程羅兒一臉陰沉的狠狠說着,手裡拿着一把寒光閃閃的寶劍,輕蔑的看着她,“實話告訴你吧。自從你進宮之後,我就一直等着這一天了!金悅兒,沒想到,你還真是隱藏得夠深的。”
婉溪撇了撇脣,“羅兒司長,沒想到這數月不見,你的心腸還是這般的蛇蠍。你想殺我,就直說吧。而且,我真不覺得金悅兒這個名字,會比婉溪的名字好聽。”
“什麼?你這個賤女人,你敢罵我?!”程羅兒跳了起來,咬牙切齒,這個賤人是吃了什麼藥了,膽子突然變得這麼大?
“罵都罵了,你說敢不敢?”婉溪回她一記白癡的眼神。
跳樑小醜啊,她真不想理會!
而且,這惡女人一心肖想着韋清不算,居然連她的沈浪一起算起來了?士可忍孰不可忍!
婉溪眉眼寒了下來,她只不過是懶得修理她,還真以爲是個軟柿子,誰想捏就捏了?
“你,該死!”
程羅兒立時殺氣騰騰的刺過一劍來,嘴裡叫喊着,“賤女人!你以爲你是誰了,你今日既然敢回來,我就再也不會放過你!”

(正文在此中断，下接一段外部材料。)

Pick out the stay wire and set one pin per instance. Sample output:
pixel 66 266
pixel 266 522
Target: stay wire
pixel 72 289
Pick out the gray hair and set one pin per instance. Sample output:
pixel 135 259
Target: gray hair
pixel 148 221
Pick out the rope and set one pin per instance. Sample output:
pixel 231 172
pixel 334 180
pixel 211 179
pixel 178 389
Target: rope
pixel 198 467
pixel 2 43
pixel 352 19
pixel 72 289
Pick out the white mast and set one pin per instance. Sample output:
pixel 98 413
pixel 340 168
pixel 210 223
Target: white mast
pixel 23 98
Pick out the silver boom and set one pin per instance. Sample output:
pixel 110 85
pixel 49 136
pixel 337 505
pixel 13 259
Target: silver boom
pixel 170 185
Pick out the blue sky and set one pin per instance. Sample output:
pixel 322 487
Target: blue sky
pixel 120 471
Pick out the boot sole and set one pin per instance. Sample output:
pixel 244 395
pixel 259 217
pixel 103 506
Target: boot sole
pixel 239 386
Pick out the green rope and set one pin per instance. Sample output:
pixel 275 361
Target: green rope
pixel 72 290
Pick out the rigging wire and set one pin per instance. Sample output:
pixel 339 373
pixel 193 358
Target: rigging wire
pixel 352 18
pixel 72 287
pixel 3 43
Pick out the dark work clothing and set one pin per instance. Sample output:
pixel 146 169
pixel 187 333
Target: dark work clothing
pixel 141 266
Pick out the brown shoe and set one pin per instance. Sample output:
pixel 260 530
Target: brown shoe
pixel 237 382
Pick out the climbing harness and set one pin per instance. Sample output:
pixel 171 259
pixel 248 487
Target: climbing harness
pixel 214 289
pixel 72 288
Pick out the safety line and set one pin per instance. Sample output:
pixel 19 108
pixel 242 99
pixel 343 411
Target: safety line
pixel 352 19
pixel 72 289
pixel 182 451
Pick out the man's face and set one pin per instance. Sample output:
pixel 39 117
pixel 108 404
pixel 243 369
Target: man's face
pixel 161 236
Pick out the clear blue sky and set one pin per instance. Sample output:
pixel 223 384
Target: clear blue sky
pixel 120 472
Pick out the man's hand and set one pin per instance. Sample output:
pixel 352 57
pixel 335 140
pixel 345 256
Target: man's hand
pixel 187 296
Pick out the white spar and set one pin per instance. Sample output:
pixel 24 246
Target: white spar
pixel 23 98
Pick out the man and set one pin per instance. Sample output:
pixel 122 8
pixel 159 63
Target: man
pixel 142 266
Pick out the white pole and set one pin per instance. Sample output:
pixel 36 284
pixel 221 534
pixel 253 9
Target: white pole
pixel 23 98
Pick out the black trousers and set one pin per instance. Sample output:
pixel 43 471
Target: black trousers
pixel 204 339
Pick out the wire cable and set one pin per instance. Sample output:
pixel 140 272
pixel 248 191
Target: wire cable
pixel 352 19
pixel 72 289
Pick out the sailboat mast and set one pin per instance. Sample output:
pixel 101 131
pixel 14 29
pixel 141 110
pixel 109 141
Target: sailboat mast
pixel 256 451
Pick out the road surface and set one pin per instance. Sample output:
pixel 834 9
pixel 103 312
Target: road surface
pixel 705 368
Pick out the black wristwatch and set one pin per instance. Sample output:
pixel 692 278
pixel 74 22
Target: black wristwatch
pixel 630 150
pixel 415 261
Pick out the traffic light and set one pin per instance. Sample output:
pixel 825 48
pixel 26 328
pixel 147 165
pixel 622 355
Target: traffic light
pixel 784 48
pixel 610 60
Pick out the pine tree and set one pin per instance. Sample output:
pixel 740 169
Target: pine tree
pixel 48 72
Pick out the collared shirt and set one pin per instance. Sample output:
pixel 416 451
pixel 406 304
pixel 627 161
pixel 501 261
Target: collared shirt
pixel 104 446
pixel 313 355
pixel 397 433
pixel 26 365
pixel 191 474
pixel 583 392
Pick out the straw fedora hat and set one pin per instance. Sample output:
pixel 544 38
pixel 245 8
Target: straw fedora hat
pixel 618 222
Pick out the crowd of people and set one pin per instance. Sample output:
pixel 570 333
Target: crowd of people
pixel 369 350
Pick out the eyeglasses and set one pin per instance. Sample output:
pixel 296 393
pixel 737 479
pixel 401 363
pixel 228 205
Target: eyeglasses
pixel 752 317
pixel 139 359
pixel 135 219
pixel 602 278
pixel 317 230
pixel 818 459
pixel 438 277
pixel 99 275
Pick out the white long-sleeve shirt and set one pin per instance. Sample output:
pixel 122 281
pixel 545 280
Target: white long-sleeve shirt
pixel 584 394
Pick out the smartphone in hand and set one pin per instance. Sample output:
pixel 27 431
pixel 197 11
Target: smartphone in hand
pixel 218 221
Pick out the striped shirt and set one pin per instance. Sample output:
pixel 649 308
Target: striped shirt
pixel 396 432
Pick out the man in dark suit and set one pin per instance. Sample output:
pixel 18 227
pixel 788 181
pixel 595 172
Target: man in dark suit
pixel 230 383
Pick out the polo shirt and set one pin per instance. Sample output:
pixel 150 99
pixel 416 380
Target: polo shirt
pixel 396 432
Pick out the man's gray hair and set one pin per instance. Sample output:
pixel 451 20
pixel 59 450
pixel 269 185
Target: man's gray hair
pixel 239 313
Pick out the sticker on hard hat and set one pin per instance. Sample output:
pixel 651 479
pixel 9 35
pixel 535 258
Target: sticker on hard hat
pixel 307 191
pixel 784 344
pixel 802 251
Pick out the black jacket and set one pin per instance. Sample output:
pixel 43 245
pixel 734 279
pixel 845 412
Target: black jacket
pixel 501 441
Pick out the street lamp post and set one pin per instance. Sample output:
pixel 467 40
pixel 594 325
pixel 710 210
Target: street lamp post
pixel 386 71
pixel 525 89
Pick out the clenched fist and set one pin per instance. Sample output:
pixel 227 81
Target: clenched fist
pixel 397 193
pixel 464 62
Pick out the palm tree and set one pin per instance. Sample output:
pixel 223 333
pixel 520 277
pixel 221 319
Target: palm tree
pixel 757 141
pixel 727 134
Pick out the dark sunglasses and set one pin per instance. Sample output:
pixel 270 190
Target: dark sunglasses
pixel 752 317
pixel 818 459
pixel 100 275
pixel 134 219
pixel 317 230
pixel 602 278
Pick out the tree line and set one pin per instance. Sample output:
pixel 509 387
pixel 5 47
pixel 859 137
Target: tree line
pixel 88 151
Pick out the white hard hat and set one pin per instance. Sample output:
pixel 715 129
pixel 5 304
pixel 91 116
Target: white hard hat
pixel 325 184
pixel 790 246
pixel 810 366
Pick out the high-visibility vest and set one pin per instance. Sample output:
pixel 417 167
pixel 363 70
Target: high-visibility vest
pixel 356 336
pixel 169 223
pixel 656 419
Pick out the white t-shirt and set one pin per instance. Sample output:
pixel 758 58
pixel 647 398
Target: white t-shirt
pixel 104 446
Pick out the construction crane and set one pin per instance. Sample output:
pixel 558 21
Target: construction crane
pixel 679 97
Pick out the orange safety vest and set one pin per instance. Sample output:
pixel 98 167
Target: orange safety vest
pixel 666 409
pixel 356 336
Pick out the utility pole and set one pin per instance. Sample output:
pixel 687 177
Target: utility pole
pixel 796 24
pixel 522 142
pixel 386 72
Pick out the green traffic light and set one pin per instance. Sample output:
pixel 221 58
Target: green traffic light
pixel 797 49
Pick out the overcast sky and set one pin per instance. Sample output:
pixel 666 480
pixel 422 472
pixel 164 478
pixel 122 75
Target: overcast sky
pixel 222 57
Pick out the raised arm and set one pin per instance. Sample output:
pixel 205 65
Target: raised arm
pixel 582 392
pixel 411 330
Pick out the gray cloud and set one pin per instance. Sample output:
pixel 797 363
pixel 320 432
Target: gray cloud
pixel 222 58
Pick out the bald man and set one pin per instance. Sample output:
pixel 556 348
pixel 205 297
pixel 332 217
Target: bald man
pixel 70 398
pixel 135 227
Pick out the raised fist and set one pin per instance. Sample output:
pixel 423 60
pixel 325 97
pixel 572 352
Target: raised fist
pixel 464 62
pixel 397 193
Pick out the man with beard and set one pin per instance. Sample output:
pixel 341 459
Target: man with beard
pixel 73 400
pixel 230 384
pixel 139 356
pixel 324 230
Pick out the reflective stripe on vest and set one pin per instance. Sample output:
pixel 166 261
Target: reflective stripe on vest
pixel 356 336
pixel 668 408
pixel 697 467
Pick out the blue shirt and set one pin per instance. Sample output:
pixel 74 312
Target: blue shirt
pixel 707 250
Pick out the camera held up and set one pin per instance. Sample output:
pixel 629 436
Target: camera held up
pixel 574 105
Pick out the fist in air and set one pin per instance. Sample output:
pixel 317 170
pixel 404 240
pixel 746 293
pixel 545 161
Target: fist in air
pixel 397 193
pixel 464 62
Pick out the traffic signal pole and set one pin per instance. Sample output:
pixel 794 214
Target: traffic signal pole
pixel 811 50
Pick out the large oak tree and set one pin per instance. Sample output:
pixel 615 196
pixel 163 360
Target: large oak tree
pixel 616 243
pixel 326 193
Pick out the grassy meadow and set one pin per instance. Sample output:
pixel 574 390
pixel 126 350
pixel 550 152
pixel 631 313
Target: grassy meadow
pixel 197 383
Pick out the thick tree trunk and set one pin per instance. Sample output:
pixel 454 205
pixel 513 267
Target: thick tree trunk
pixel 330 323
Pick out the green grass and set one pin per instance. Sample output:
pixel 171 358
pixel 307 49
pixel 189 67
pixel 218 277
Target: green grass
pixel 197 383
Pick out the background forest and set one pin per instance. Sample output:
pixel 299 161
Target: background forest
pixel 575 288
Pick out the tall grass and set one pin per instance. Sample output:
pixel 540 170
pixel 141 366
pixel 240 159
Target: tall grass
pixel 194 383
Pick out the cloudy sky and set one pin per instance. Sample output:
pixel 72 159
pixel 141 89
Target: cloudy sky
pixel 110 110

想到昔日的奪愛之恨,想到沈浪對她的種種維護,程羅兒嫉妒得眼睛都紅了。
有些人,總是會自以爲是的認爲全天下的人,都得愛着她!
婉溪哼了一聲,“就憑你?”
從始至終一直攏在袖間的五指猛的往外一揚,一絲細碎的粉末迎風而上,恰與凶神惡煞般的程羅兒撞個正着,程羅兒眼前一暈,頓覺得不妙,色厲內荏的吼着,“賤人!你到底使了什麼手段!”
“賤人,你罵誰呢?”
“賤人罵你!”
“哦!原來是賤人啊……”
婉溪笑嘻嘻的站在一邊,語重心長的道,“怪不得這麼賤呢!天寒地凍的還敢出來亂晃殺人,也不怕死了會下地獄?”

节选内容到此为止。